With the rising cost of college tuition, more students are turning to private student loans to help bridge the gap between what is offered through financial aid and what they can pay out of pocket and their actual college costs.. Unfortunately, most young people have a limited credit and employment history, which means they will be unable to secure a private student loan on their own. In general, most lenders require students to have a credit-worthy cosigner before they will be approved for financing. This person doesn’t necessarily need to be related to the borrower (student), but parents and other family members often step up to help out. But, being a cosigner can be risky. If the borrower fails to make payments, the cosigner will be legally obligated to repay the debt. There may even be some risk for the borrower, as well. For example, should the cosigner die or file for bankruptcy before the loan is paid in full, the student loan servicer may place the loan in default and demand that the balance be paid in full, even if all payments have been made on time. Plus, removing a cosigner from a private student loan is not always an easy process. There are two primary ways a cosigner can be freed of their obligations under the promissory note they signed:
Many banks and lenders offer cosigners the opportunity to be released from a private student loan, but borrowers need to be sure the option is available before consummating the loan. Those that do offer this escape clause typically require borrowers to make a minimum number of consecutive, on-time payments (usually between 24 and 48 months). Borrowers must also provide evidence that they have sufficient monthly income to cover the payments, and generally must submit to another credit check. Most lenders provide a form that must be completed, as well. If a borrower already has a taken a loan that was cosigned by another individual, he/she will need to contact the loan’s service to find out if obtaining a release for the cosigner is an available option and, if so, what steps need to be taken for the cosigner to be removed from the loan.

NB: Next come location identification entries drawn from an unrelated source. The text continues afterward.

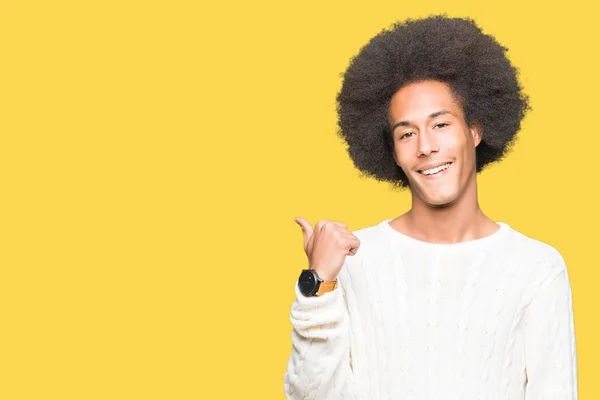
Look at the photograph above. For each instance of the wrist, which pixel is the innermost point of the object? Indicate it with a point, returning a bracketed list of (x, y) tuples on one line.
[(312, 284)]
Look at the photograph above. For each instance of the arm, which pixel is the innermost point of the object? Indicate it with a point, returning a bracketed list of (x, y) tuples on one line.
[(319, 366), (550, 356)]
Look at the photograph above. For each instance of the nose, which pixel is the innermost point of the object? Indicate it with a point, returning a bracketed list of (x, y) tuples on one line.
[(426, 143)]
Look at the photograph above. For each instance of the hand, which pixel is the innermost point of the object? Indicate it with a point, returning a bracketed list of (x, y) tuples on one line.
[(327, 246)]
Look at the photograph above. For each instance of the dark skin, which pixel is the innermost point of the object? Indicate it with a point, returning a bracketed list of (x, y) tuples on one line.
[(436, 150)]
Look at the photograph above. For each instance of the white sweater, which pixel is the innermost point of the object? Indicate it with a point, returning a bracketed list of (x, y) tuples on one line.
[(483, 319)]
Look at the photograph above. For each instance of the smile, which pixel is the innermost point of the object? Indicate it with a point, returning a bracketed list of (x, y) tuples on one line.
[(435, 170)]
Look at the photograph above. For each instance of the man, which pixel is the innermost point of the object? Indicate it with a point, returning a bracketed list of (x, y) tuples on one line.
[(441, 302)]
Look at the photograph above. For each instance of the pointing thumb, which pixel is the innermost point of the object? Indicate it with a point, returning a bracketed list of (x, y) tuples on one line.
[(306, 228)]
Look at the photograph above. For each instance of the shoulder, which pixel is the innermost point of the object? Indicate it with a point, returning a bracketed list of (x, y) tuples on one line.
[(536, 251), (542, 262)]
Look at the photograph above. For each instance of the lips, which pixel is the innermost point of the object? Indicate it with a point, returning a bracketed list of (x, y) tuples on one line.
[(434, 169)]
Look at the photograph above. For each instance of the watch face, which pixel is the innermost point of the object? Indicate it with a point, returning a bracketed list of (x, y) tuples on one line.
[(307, 282)]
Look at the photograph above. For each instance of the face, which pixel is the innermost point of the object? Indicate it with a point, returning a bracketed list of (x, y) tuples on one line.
[(433, 144)]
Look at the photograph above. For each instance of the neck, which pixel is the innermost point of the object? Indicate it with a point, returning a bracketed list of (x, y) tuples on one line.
[(461, 221)]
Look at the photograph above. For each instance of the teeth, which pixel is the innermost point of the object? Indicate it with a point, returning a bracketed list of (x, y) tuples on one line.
[(435, 170)]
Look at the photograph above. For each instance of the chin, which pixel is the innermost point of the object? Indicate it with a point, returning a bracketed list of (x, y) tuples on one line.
[(439, 201)]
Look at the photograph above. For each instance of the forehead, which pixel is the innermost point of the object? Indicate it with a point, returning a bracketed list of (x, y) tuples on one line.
[(416, 101)]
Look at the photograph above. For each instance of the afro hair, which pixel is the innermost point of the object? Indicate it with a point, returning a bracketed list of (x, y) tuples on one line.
[(451, 50)]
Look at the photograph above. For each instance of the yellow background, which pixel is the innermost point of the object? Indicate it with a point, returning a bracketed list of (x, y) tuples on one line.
[(154, 155)]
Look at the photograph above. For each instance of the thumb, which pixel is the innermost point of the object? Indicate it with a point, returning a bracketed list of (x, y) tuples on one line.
[(306, 228)]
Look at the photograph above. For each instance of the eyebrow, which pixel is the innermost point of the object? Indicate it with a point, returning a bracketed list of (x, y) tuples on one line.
[(431, 116)]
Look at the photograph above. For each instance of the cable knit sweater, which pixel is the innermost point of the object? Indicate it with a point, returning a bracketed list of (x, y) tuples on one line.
[(490, 318)]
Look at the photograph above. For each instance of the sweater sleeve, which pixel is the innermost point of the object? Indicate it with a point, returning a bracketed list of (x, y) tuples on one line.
[(550, 354), (319, 366)]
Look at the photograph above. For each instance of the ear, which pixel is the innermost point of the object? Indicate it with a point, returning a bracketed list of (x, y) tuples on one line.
[(476, 133)]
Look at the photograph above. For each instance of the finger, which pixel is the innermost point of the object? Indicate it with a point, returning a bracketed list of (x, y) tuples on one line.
[(306, 228)]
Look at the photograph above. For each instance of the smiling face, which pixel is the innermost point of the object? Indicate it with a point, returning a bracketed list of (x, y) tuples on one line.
[(433, 144)]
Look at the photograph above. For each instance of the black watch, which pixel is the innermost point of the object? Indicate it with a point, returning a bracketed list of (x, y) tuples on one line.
[(310, 284)]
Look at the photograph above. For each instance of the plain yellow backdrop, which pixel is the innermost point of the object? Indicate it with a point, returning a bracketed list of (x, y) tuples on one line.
[(154, 155)]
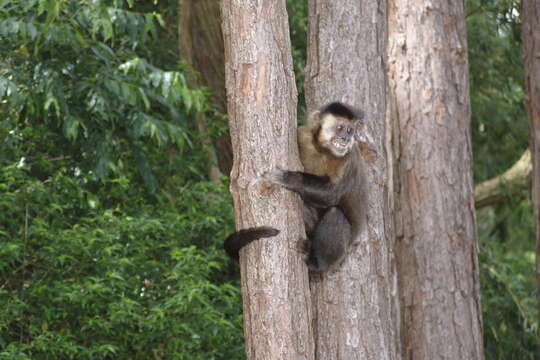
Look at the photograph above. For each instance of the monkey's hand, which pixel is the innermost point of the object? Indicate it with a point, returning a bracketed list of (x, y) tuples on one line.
[(276, 176)]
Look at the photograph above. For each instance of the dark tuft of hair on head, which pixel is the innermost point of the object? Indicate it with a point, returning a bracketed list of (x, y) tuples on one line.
[(342, 110)]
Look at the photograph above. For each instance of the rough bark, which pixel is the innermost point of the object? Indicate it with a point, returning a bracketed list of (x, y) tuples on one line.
[(201, 45), (435, 215), (509, 183), (262, 113), (355, 307), (531, 51)]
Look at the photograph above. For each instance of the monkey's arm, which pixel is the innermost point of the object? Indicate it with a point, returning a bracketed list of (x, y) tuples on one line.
[(315, 190)]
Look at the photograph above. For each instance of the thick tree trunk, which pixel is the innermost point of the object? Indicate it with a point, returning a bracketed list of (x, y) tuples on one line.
[(201, 45), (435, 216), (531, 51), (355, 307), (262, 113)]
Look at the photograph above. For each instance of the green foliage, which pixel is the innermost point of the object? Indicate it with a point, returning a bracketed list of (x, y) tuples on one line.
[(80, 68), (79, 281), (500, 135), (298, 27), (509, 302), (499, 120)]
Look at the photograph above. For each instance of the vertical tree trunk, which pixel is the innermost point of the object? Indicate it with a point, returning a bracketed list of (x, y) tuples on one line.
[(201, 45), (531, 51), (355, 307), (262, 113), (435, 218)]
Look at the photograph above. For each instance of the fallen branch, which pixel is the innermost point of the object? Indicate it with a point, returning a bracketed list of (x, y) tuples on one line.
[(508, 183)]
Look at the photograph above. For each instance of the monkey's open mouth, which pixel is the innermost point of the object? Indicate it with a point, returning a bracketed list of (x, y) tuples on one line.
[(339, 144)]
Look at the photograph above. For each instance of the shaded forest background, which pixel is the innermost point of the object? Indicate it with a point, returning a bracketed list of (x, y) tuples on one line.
[(110, 229)]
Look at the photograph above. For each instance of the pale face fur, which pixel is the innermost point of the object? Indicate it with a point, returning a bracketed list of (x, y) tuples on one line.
[(336, 135)]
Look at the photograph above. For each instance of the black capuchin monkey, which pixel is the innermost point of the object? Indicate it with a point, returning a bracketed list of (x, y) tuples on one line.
[(331, 187)]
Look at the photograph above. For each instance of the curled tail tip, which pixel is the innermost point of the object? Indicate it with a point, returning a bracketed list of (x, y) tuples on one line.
[(241, 238)]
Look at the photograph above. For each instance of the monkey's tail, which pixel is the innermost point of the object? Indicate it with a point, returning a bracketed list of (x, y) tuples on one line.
[(241, 238)]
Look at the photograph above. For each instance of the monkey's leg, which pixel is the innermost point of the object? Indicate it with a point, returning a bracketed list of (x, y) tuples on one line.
[(330, 241)]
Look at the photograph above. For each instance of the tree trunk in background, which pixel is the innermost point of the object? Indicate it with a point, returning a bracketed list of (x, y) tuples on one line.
[(435, 216), (355, 308), (262, 114), (531, 50), (201, 45)]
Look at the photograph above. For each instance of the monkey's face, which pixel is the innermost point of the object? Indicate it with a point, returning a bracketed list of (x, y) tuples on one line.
[(337, 135)]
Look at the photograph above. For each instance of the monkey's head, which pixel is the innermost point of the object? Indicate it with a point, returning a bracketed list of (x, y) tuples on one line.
[(338, 129)]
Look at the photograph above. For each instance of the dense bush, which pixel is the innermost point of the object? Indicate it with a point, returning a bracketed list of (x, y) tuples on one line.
[(79, 281)]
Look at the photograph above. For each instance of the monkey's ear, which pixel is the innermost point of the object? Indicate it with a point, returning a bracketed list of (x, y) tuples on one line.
[(314, 118)]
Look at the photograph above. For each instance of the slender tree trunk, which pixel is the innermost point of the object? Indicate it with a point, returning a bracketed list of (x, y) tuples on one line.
[(435, 216), (531, 51), (262, 113), (201, 45), (355, 307)]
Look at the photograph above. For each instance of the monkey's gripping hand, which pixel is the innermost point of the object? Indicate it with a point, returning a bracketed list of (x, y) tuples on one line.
[(315, 190)]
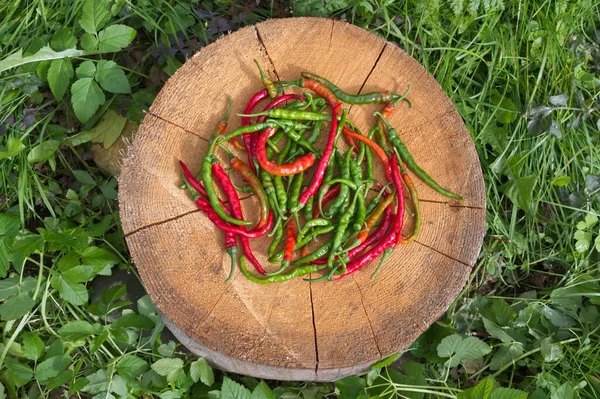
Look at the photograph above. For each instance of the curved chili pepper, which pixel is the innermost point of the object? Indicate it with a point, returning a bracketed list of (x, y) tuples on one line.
[(410, 162), (367, 98), (318, 176), (245, 171), (299, 271), (236, 210), (300, 164)]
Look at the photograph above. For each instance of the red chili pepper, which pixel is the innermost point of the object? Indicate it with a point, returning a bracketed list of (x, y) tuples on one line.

For those who do not have the option of obtaining a cosigner release, refinancing or consolidating their loans may be the only way to remove a cosigner from his/her obligation. Borrowers will need to have a good credit history, stable employment, and enough income to cover the monthly payments on their own in order to refinance or consolidate their loans. Basically, this allows borrowers to pay off their previous debt and releases cosigners from any further obligation. The original loan will, however, remain on the cosigner’s credit history, but will indicate that the loan is closed and paid in full.
If neither of these options is available, cosigners should do their best to ensure payments are being made on time until the debt is paid in full. This may require them to even pitch in now and then, but it’s better than finding out that their credit has been ruined due to several late payments being reported to the credit bureaus, or worse, being required to pay late fees, penalties, and collection costs because the loan went into default status.